Cataract surgery costs for dogs can be upwards of $3500 to $4500, depending on the veterinarian hospital.

If your dog has any underlying disease or complications, the surgery could cost more.  Keep reading to for tips on how to get a better price. It’s frustrating and stressful to hit a financial wall when all you want to do is look after your dog the best way possible.

One of the best ways to offset veterinarian costs is to have pet insurance.

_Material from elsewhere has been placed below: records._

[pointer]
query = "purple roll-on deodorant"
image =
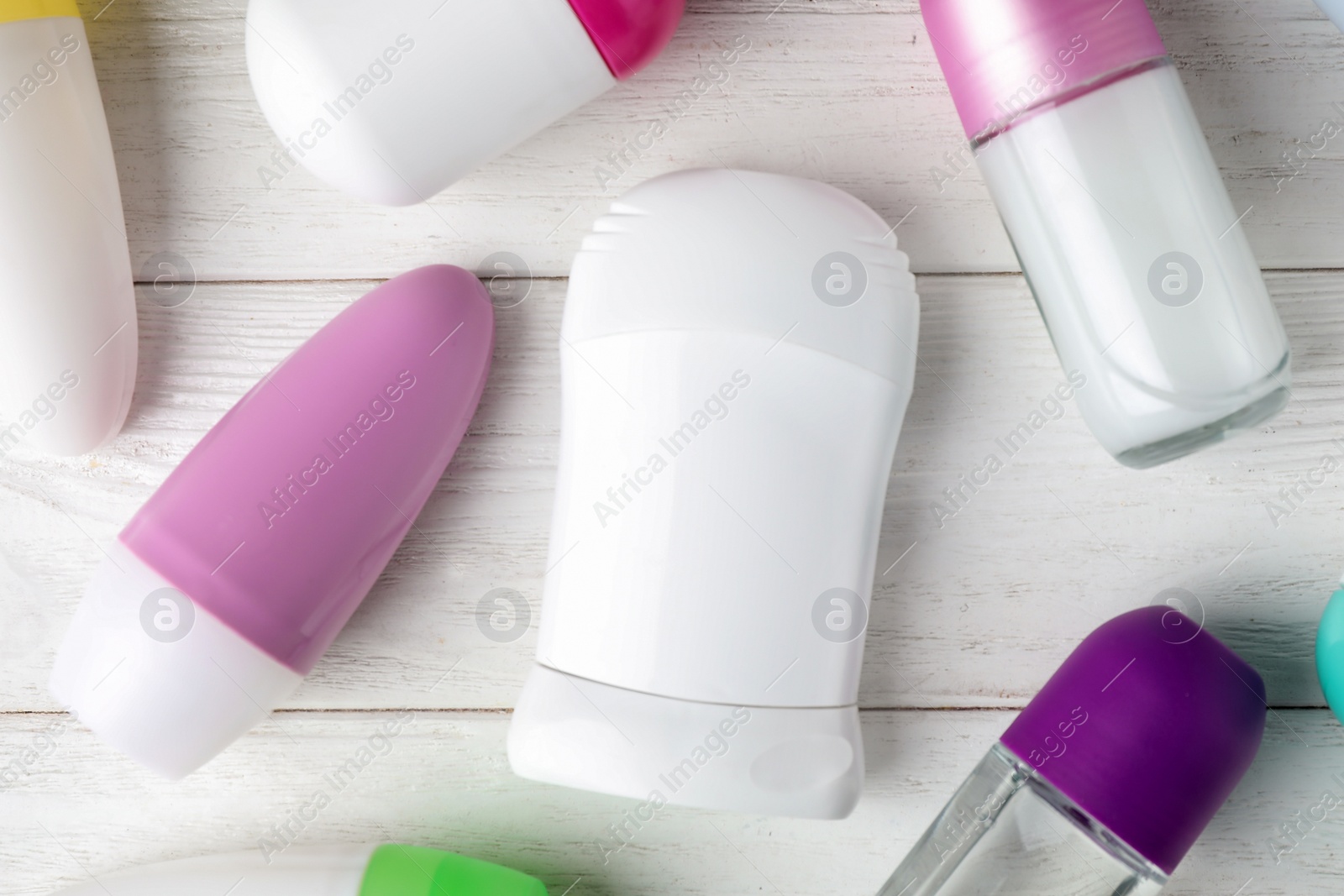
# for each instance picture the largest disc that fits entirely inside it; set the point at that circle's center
(226, 587)
(1108, 777)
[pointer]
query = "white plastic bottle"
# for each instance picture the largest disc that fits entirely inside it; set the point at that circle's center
(67, 305)
(1120, 219)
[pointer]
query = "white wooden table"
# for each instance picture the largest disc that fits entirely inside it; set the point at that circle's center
(964, 629)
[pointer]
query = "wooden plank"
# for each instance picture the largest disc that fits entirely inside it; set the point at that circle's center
(839, 90)
(976, 614)
(443, 781)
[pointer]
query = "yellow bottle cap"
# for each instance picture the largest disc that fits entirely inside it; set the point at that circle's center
(20, 9)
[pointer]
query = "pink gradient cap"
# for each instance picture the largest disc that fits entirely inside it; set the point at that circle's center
(629, 34)
(286, 513)
(1001, 56)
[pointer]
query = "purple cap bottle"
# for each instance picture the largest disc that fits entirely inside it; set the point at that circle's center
(1108, 777)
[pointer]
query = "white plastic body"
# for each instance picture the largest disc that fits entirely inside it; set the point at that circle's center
(302, 871)
(67, 305)
(1335, 9)
(168, 705)
(1095, 194)
(432, 90)
(726, 443)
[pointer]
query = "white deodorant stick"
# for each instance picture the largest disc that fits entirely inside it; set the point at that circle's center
(737, 359)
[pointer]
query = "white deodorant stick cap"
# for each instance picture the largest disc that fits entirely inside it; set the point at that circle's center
(714, 249)
(393, 102)
(158, 676)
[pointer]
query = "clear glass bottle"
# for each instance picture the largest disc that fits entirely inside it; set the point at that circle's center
(1120, 219)
(1102, 783)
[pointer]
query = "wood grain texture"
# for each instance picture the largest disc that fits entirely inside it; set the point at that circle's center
(842, 90)
(80, 810)
(978, 613)
(971, 613)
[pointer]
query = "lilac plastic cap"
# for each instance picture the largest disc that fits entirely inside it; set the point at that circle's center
(1005, 56)
(1147, 727)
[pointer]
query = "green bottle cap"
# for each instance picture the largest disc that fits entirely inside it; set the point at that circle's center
(1330, 653)
(414, 871)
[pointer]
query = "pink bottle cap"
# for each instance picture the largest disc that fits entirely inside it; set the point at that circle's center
(629, 33)
(239, 571)
(1005, 56)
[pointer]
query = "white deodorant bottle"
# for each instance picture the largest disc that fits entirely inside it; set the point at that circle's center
(67, 304)
(737, 358)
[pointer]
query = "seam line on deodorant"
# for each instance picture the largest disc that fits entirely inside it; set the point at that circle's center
(508, 711)
(730, 332)
(705, 703)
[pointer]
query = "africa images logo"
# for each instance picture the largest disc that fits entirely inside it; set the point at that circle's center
(380, 410)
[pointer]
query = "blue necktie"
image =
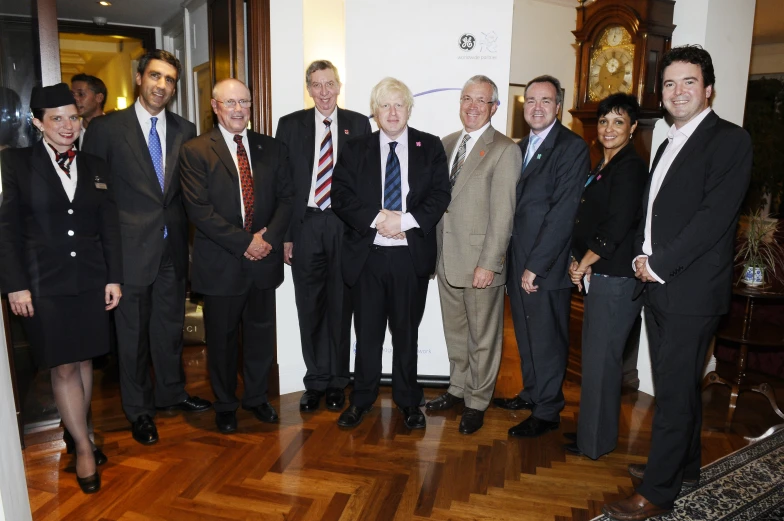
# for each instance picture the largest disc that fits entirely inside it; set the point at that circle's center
(393, 198)
(156, 153)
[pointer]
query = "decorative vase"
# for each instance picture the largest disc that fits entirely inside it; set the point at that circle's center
(754, 276)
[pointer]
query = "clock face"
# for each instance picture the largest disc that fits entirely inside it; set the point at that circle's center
(611, 65)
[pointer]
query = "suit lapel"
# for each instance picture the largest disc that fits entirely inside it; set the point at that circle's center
(42, 166)
(138, 143)
(173, 143)
(474, 159)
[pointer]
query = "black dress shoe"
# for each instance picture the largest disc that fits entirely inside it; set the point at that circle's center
(226, 421)
(532, 427)
(413, 417)
(443, 402)
(472, 420)
(90, 484)
(189, 404)
(70, 447)
(336, 398)
(309, 401)
(513, 404)
(144, 430)
(352, 416)
(264, 413)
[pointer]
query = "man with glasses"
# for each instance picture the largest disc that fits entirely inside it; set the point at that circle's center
(314, 239)
(473, 236)
(238, 194)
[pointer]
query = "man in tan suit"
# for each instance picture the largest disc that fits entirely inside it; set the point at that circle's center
(473, 236)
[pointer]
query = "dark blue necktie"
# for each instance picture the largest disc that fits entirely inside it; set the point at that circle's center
(393, 197)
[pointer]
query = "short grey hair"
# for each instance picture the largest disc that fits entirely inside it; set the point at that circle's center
(389, 86)
(481, 78)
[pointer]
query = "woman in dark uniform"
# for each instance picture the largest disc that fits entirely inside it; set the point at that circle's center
(602, 244)
(60, 260)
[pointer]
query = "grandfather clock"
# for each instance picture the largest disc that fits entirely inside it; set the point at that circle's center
(620, 46)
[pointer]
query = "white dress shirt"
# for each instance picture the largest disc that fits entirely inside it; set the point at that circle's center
(229, 138)
(677, 137)
(407, 220)
(69, 184)
(160, 126)
(321, 130)
(469, 144)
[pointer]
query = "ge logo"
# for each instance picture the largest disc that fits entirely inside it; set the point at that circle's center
(467, 42)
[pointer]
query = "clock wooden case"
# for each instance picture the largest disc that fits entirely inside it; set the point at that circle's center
(620, 45)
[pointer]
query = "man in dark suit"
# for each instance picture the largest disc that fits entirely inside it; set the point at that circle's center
(685, 248)
(391, 189)
(238, 194)
(315, 137)
(555, 167)
(141, 145)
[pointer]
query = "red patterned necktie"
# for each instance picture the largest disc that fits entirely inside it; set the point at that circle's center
(246, 181)
(64, 159)
(324, 177)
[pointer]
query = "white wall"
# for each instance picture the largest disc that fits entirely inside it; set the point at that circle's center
(767, 59)
(723, 28)
(14, 503)
(538, 21)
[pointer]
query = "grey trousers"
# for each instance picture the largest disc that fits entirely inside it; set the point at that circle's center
(609, 316)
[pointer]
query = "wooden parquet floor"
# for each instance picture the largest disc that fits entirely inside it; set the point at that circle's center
(307, 468)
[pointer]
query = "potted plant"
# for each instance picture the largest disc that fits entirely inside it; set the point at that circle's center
(759, 251)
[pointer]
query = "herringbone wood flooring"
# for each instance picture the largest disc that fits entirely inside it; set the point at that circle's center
(307, 468)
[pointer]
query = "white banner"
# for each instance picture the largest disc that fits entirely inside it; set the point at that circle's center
(433, 46)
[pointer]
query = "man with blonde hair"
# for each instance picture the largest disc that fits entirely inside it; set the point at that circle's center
(389, 250)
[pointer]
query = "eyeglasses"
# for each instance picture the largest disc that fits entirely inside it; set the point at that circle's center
(230, 104)
(467, 100)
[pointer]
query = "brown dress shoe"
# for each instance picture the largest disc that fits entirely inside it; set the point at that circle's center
(637, 470)
(633, 508)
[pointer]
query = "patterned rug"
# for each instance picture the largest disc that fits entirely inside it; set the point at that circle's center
(743, 486)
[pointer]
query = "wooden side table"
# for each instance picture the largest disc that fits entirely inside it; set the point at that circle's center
(745, 332)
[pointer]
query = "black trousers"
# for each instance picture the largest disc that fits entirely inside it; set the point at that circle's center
(323, 301)
(149, 329)
(388, 291)
(678, 345)
(254, 311)
(541, 322)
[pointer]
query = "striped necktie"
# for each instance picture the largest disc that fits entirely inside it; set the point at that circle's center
(457, 164)
(326, 164)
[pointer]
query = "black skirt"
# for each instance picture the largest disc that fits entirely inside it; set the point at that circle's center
(66, 329)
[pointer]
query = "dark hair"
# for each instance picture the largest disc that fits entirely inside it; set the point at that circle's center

Of course, that’s not much help to you right now if you don’t already have it.

I’ve written this post to try and help you find little ways to best afford cataract surgery for dogs. In addition to explaining what cataracts are, how they are treated, and what you’ll need to do for home-care, I also share a few tips on how to get the best price possible.

What is Included in the Cost of Cataract Surgery for Dogs?

Diagnostic Tests

This includes all of the things the veterinarian must do to determine the extent of the problem and whether there are any underlying conditions that could be contributing to the problem.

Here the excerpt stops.